この建設業の業界には土間打ちの専門職(土間屋さん)というのがあります。
土間屋さんは日々の仕事が土間打ちなので、コンクリートを平らに均し、鏝で仕上げる技術に圧倒的な経験値を持っています。
土間屋さんが一人で担当できる面積は非常に広く、これはそうそう真似できるものではありません。仕上がりの丁寧さでは遜色ないように努力していますが、土間屋さんたちは工数を極限まで削減し、効率的に仕事をこなしています。
飲食業に例えるなら、菊池工業が洋食屋さんだとすると、土間屋さんはピザ専門店のような存在です。

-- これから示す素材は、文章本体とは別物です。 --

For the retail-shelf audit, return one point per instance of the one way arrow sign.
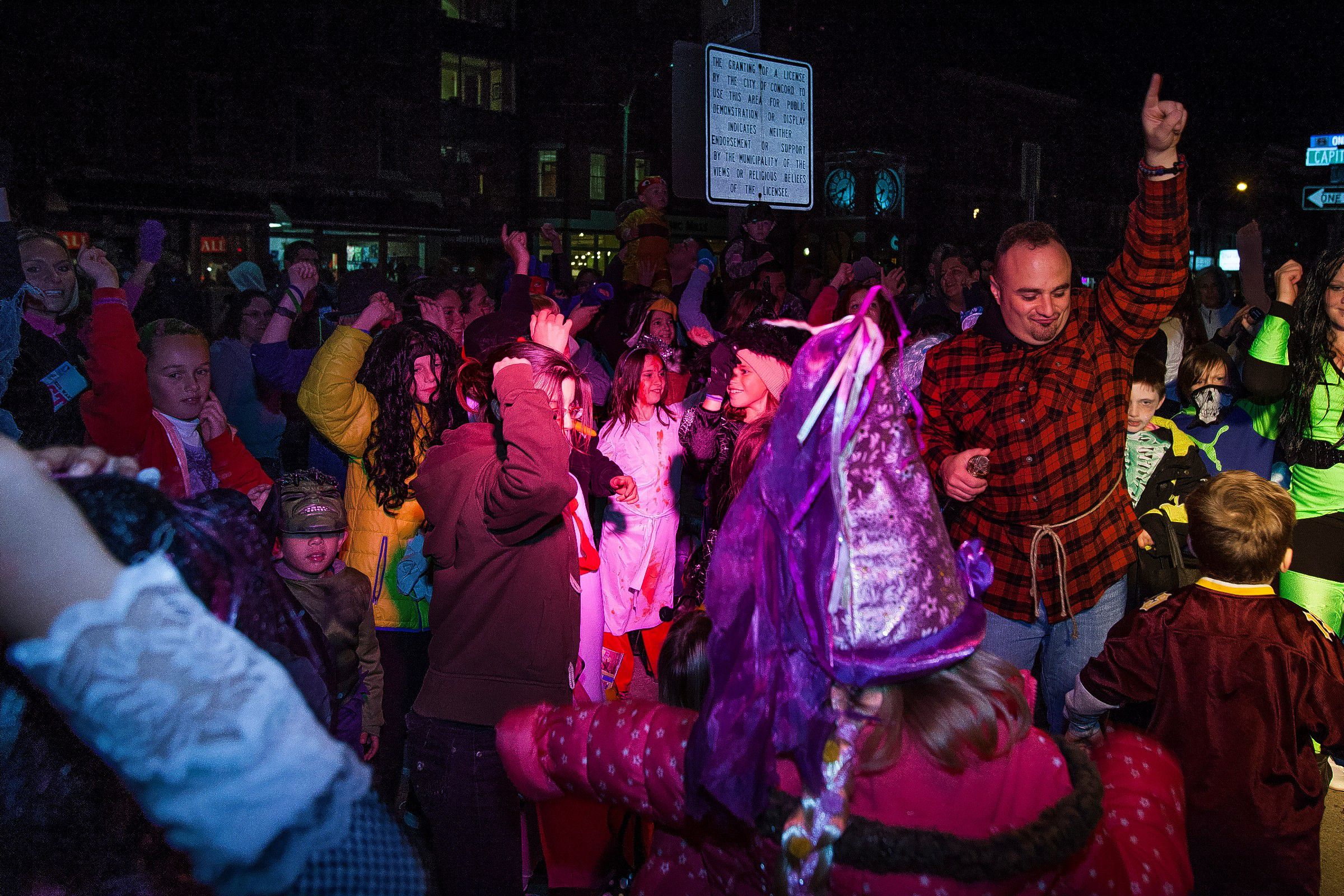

そんな頼もしい土間屋さんに外注する場合でも、土間屋さんは土間打ち作業当日に、生コンを均して仕上げるだけが専門なので、事前の段取りまではこちらで準備しておく必要があるわけです。
この段取りというのがなかなか重要で、段取りがいい加減だとそのまま仕上がりに影響が出てしまいます。

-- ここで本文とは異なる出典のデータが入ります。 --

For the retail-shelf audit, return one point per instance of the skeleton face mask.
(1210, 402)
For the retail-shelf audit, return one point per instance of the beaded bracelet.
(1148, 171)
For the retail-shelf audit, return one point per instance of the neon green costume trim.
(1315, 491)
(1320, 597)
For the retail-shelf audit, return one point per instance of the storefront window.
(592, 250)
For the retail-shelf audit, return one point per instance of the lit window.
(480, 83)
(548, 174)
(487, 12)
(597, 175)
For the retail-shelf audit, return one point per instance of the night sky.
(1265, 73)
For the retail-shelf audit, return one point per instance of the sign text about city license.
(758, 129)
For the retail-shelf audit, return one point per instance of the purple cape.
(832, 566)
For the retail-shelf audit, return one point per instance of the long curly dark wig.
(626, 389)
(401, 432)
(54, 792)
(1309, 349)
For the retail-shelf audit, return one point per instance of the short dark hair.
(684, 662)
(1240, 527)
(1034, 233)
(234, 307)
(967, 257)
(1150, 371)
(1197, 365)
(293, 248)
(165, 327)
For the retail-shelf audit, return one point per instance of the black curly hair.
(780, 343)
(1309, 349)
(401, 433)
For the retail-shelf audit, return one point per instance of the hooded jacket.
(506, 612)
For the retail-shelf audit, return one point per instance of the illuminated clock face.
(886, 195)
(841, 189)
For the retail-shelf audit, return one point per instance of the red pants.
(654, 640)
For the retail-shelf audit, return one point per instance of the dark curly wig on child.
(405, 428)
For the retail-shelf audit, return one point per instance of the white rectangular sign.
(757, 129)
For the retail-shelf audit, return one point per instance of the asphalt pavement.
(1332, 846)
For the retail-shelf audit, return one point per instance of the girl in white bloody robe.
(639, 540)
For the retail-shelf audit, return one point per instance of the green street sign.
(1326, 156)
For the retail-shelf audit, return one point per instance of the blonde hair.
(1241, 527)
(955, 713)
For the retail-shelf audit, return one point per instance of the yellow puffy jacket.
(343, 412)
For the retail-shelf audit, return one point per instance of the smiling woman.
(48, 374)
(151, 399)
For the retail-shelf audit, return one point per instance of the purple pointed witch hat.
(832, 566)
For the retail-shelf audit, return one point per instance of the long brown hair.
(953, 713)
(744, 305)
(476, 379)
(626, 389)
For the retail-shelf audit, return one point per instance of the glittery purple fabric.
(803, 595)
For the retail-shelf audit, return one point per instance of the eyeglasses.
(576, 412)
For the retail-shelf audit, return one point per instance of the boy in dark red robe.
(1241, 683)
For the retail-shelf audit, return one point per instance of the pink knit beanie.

経験から学んだことですが、土間打ちに限らず、どんな作業でも段取りが重要です。もし段取りが70点だと、その後の作業をどんなに丁寧にやっても最大で70点にしかなりません。
菊池工業ではこのような段取りの重要性や、考え方のポイントを若手の職人にも教育しています。
体を使った仕事なので、教えた瞬間に習得できるわけではありませんが、それぞれの作業の意味を失敗事例も交えながら伝えるようにしています。
ほとんどの場合、土間打ちは外構工事の終盤になります。
仕方なく土間屋さんにお願いする場合でも、それまでに作業した日数分、現場に対する思い入れが湧いてきます。
外注する場合は土間屋さんに対して失礼にならないよう、作業には手を出すことはできませんが、なるべく丁寧に仕上げていただけることを願いながら、見守る気持ちでいます。